Virgil Abloh c/o Vitra, Installation TWENTYTHIRTYFIVE, Vitra Campus, 2019
© Julien Lanoo
« On peut vraiment se demander si nous aurons encore besoin de meubles d’ici 2035. »
Virgil Abloh
Divisée en deux parties « Past/Present » et « Tomorrow », l’installation met en scène des pièces iconiques du patrimoine de Vitra qui ont révolutionné le design, tant sur le plan technique qu’esthétique, à l’instar de la chaise Ball de Eero Aarnio et du tabouret B de Charles et Ray Eame [ill. en une]. Puis, elle nous embarque dans l’intérieur d’un jeune adulte de 2035… Car au delà de l’objet, Virgil Abloh nous invite à engager une réflexion sur l’ameublement du futur dans un monde en perpétuelle mutation envahi par les technologies. « On peut vraiment se demander si nous aurons encore besoin de meubles d’ici 2035 », avance-t-il.
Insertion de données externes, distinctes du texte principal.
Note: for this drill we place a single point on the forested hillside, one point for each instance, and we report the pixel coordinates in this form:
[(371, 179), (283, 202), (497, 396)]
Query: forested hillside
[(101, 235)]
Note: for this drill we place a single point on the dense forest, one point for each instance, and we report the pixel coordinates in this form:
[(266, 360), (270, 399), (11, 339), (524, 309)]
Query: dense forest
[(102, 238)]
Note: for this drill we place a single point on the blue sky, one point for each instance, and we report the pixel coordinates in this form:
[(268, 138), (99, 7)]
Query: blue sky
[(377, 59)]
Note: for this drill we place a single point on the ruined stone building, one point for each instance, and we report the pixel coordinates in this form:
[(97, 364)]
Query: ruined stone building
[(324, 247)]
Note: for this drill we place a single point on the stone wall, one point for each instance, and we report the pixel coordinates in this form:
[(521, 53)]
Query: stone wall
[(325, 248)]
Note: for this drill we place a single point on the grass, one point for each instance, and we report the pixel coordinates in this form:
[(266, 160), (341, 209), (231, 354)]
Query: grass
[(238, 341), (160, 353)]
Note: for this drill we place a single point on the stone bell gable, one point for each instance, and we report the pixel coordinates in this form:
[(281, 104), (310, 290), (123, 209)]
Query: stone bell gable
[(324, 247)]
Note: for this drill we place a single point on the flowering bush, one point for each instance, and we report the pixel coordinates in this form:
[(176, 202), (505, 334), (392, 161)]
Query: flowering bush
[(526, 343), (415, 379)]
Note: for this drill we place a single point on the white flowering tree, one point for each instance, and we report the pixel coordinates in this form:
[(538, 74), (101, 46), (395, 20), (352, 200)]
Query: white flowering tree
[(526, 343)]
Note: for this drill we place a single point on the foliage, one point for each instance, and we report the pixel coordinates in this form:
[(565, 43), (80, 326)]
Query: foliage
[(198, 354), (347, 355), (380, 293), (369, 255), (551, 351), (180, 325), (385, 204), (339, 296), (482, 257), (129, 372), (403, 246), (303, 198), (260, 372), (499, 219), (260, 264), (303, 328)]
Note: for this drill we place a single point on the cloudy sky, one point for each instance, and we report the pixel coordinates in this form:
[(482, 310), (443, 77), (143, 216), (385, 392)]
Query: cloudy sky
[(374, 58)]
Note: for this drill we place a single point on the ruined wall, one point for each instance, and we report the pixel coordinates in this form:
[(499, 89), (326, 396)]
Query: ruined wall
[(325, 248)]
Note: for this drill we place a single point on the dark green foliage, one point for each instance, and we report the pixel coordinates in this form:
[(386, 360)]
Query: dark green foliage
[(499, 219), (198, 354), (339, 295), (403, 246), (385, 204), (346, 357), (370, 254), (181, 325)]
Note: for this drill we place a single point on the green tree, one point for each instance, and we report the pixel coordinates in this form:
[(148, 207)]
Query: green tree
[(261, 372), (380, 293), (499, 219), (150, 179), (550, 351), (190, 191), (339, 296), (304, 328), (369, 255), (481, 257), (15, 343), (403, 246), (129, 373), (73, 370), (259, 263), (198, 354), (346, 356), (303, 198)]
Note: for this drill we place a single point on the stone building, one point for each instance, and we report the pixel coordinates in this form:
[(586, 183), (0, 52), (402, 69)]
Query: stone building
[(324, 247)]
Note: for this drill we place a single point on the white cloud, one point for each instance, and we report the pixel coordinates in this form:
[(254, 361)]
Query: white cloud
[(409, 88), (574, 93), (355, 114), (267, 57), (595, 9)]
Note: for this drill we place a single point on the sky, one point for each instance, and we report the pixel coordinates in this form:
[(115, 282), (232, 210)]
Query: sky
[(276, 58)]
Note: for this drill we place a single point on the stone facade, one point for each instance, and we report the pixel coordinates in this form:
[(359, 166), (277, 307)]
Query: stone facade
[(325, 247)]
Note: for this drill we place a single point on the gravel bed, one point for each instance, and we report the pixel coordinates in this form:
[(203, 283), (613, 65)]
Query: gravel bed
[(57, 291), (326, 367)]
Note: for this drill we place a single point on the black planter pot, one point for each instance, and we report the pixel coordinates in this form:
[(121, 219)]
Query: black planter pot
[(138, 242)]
Virgil Abloh c/o Vitra, À gauche : “Fauteuil Antony”. À droite: “Lampe murale Potence”, 2019
Pour ce faire, il a choisi de se concentrer sur un univers qui ne cesse de le fasciner, celui de Jean Prouvé, à travers la réinterprétation de deux de ses modèles emblématiques, le fauteuil Antony et la lampe Petite Potence. Deux pièces rhabillées respectivement de métal orange, de Plexiglas transparent et d’ampoules LED. Si les formes restent les mêmes, les matériaux et les couleurs varient pour se toquer d’un esprit futuriste. Un module d’étagères composé de 999 briques numérotées en céramique orange – vendues comme des petits pains dès le premier jour – viennent parfaire cette micro-collection en édition limitée.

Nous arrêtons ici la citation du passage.